Though simple in design, their favourable power-to-weight ratio, combined with elegantly straightforward engineering and a fair degree of reliability and durability, helped the populus brand to achieve pole position in the highly coveted teenage bedroom wall-poster podium.
Oh, these made-over family cars also led to global competition victories, which then resulted in sales spikes and the birth of automotive urban-car legends.
Fast forward to today and the spirit of the old rear-wheel drive Dagenham Dustbins – as the Cortina and Escort were affectionally dubbed – lives on in the new Fiesta XR4.
The recipe is simple and straightforward… no turbo, just a big torquey 2.0-litre twin-cam engine plumbed into the proboscis of a lightweight hatchback.
Now even today’s most basic Fiesta – with its sharp steering and entertaining handling and grippy roadholding – has no shortage of fans, so Ford’s decision to implement firmer suspension, a quicker steering rack and shorter gear ratios to go with an almost 50 per cent leap in engine power sounds very promising indeed.

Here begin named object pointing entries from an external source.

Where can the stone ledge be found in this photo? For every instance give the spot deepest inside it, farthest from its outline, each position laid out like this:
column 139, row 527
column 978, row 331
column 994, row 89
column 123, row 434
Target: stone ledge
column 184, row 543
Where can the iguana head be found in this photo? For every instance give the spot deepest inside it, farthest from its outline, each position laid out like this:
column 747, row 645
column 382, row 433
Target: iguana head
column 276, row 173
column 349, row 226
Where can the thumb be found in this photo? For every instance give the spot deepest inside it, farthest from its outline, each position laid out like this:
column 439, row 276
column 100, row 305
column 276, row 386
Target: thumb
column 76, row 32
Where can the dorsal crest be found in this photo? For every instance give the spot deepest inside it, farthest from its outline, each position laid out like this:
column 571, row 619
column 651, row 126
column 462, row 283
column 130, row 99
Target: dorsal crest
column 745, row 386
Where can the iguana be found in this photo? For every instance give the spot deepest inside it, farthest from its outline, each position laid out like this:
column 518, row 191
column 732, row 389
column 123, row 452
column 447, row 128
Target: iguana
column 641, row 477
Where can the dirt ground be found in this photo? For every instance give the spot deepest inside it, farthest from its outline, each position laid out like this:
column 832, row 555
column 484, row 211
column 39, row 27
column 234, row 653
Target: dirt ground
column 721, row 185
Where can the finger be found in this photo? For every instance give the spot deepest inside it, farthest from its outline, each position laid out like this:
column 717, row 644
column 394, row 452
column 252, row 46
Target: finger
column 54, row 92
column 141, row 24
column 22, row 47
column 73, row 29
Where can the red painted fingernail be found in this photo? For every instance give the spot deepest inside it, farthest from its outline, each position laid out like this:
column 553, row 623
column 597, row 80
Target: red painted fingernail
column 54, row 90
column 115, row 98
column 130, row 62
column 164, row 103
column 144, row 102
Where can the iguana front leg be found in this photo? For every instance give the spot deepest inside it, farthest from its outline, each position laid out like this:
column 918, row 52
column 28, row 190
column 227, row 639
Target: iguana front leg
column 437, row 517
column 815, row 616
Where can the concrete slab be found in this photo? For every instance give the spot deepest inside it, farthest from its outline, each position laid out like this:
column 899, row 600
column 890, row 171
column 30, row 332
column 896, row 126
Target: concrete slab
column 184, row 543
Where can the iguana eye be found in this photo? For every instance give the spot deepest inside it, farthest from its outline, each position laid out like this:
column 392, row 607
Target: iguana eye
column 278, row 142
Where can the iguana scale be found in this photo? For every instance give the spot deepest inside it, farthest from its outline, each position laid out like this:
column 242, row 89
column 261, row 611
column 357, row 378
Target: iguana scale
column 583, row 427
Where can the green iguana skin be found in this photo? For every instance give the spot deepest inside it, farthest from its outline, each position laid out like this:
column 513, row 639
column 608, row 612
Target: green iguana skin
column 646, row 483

And the result is brilliant.
Forget that it costs under $25,000… the XR4 would impress us at $30,000, with its sweet-sounding and eager-to-rev powerplant that seems to have plenty of torque in reserve.
You can poodle about in a higher gear than usual and still have the engine tractability to pull forward at any time.
Meanwhile, the XR4’s taut body control means that you can throw this around corners at high speed, time and again, relying on the huge grip offered by the tyres.
Keeping in mind that this is just a light car, there seems to be little of the engine and road noise intrusion that lesser Fiestas suffer, so despite the sporting edge, the XR4 is actually more refined than its more comfort-orientated siblings… bonus!
Topping this off is a firm yet surprisingly pliant ride quality. Ford says it spent millions honing this chassis on tough winding roads and internationally renowned racetracks, and the evidence presented here certainly supports this.
Quite honestly, for what the XR4 is, finding dynamic or driveability fault is just knit picking.
Considering how quietly and composed the Fiesta is at the national speed limit, the omission of cruise control is extremely disappointing.
This car’s sheer eagerness and ability to carve up through tight country corners revealed just how thick the A-pillars really are. But that’s a criticism reserved for virtually every new car these days.
Some people may also find the coloured dash panel an eyesore, or the instrumentation display a tad busy, but these are only minor qualms in an otherwise extremely well constructed and presented interior.
Perhaps front seats that are set too high for drivers wishing to sit lower to the ground is probably the most serious flaw.
Otherwise, the Fiesta XR4 is a bite-sized bombshell of a light car that will surely put a smile on the dial of any hot-hatch lover.
It isn’t as rapid or raw as the much-loved Renault Clio Sport, but that car is now dead and this one costs much, much less.
Ford has imbued the soul of its long-gone small-car greats in the Focus XR5 Turbo, and has achieved the same trick again in the fine Fiesta XR4.
It has fun, safety, practicality and economy all rolled into one.
Is the Fiesta XR4 the best new-car buy for under $25,000? If you like your light car spirited and spicy, we think the latest in a long string of small fast Fords is it!